Thursday 27 August 2020

For A Reverse Public Works Act

Earthquake strengthening is expensive enough on its own. Layering heritage restrictions on top of those costs can make it impossible. 

The Herald reports on the former Tramway Hotel in Mt Cook, Wellington. It has the lovely unreinforced brick masonry facades that look so very similar to the ones that fell over and killed people in Christchurch. It was supposed to have been strengthened by December 2013. It hasn't been yet. 

Why?

The building is basically useless. The owner would like to demolish it, but has to go through a consenting process for that. Council would like to take over the building temporarily, spend millions strengthening it, then hand the building and the bill back to its owner. The Herald says strengthening will cost more than $6 million, and the building would only be worth $2.6m after those works are done. 

If the heritage value of that building is really in excess of $3.4 million, which seems impossible to believe, then Council should be fronting that cost - not the owner. The heritage value clearly doesn't accrue to the owner. 

But Council can't afford to spend millions and millions on each of the hundreds of buildings it has decided are of substantial heritage value. Instead, it wants to load those costs onto the owners of piles of buildings of dubious heritage value. 

This is clearly a regulatory taking. Council is forcing these owners to provide a public amenity, at the owners' own cost. When we'd looked at this stuff back in 2016, nobody could explain to us the selection criteria for heritage listings. There certainly wasn't any cost-benefit assessment going on. The best explanation we were able to get was that some Council official likely drove around with a clip-board, ticking off buildings that looked to be nice a few decades ago. Back then, there wouldn't have been substantial cost associated with a listing. Now, a listing means it is impossible to undertake earthquake strengthening works, which are compulsory, without going through ridiculous layers of heritage consenting bureaucracy. 
In 2017 Parbhu sent WCC plans to build a bigger hotel but that was not progressed after what he considered to be unlikely support from heritage officers.

He told the Herald his prime goal was to preserve the building, but he needed to break even and that meant adding to the existing structure.

Parbhu was reluctant to comment any further while the demolition application was before council.

Another option he has considered is selling the building for land value, but that has also proved unsuccessful because of heritage restrictions.
Iona Pannett, on Wellington Council, heads up the Heritage portfolio:
But speaking generally, she said the council's approach was to work constructively with owners.

"Obviously owners do have property rights in this country, and we want good outcomes for the city as well, so our preference is not to spend ratepayers' money to come in with a big stick to take enforcement."

Pannett said there were more than 500 earthquake-prone buildings in the city and she acknowledged some owners were struggling to find an economic solution to pay for strengthening.

Safety, heritage, and owner's ability to pay was a difficult balance, she said.

"I don't think you can say that one thing takes precedence, we're trying to balance all those things in a reasonable manner but it's not easy."
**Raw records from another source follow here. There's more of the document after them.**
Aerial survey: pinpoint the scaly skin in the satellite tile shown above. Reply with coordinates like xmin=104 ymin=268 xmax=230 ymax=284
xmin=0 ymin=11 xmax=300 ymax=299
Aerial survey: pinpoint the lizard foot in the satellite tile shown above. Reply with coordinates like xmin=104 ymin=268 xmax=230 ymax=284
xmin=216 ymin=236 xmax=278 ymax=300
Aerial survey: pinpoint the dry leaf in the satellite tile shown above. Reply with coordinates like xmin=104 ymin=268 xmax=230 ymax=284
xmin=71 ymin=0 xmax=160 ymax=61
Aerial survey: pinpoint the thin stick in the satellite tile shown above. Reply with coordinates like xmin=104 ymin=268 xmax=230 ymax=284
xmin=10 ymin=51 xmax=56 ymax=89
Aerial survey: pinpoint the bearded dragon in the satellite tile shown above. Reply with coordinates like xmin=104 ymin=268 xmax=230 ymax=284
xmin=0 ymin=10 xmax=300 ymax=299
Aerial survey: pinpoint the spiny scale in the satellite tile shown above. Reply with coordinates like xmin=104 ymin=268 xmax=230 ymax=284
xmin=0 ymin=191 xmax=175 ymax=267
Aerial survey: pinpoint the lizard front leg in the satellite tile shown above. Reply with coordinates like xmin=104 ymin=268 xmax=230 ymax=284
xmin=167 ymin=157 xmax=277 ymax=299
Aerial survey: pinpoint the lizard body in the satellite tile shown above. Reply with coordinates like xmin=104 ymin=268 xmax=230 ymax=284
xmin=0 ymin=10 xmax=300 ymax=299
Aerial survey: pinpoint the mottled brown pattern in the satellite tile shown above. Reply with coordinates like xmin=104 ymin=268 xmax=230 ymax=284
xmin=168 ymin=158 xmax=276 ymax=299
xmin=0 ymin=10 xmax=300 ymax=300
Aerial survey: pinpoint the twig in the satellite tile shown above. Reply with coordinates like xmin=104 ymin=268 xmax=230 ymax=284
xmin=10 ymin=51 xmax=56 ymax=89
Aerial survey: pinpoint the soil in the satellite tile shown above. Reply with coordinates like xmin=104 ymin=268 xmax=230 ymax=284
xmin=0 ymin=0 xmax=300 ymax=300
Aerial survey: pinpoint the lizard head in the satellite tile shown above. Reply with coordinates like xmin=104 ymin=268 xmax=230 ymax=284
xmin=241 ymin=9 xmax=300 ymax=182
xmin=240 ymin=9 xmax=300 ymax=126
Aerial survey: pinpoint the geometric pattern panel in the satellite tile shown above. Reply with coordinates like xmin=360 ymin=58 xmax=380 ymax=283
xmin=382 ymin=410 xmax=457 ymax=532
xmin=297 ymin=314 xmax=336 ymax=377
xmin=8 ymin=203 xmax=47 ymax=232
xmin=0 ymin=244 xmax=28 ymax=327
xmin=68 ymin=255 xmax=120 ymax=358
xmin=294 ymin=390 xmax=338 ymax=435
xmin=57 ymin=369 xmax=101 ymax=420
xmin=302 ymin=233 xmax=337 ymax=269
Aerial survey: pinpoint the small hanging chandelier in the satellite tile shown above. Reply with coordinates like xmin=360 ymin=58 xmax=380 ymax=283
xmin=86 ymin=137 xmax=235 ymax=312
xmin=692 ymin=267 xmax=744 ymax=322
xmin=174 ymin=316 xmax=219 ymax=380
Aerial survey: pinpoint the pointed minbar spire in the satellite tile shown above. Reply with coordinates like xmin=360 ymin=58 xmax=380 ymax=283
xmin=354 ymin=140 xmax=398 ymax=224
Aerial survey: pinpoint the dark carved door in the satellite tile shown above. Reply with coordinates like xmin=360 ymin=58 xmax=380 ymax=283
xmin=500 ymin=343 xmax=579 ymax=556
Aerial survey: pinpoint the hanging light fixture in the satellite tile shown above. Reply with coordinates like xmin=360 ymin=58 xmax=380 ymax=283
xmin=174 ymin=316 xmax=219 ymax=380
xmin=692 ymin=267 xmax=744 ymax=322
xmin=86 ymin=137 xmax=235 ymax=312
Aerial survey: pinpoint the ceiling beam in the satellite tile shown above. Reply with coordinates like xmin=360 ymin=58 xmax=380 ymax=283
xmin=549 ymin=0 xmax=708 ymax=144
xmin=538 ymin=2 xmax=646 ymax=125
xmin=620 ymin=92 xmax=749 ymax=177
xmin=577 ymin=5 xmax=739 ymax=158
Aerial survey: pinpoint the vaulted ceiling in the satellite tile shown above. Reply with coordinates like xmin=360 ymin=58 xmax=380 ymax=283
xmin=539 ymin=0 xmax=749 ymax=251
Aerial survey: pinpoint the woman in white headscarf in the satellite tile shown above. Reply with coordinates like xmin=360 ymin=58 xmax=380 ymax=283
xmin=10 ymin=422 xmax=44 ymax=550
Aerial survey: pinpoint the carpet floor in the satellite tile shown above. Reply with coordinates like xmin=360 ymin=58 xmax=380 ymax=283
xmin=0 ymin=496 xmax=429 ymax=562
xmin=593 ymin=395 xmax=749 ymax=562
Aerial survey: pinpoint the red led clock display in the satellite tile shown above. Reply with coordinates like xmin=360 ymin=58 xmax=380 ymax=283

The reasonable way to balance these things is for Council to set a heritage budget, to pay the owners of these buildings an annual easement reflecting the annual value the community presumably enjoys from the existence of the building as it is, and to remove all other encumbrances. If the owner decides to forgo the annual easement by demolishing the building, or to take a reduced easement because strengthening processes detracted from the heritage value, that provides the balance between safety, heritage, and the owner's ability to pay. We went through this in a report in 2016

Another option would be a Reverse Public Works Act. 

Under the Public Works Act, the Government can compel a property owner to sell property to the government because it is needed for some public purpose. 

Under a Reverse Public Works Act, the owner of a property encumbered with a heritage designation would be able to compel Council to purchase the property at its rateable value, or at the value of the underlying land, whichever is higher. Council could avoid that obligation only by de-listing the building. In that case, if the real value of the heritage amenity were high enough, Council would buy and strengthen the building in heritage-sensitive ways, and then either sell or lease out the building. If Council instead viewed the heritage value as being less than the cost of buying the thing and strengthening it, it would come to the decision it should have come to in the first place and de-listed the building so that it could be bowled or strengthened in more cost-effective ways. 

In the alternative, if Council insists on sticking with this process, the heritage people on council should be personally liable if the earthquake comes and fatalities inevitably result. The owner's trying to make the building safe by demolishing it; those on council standing in the way really should be culpable here.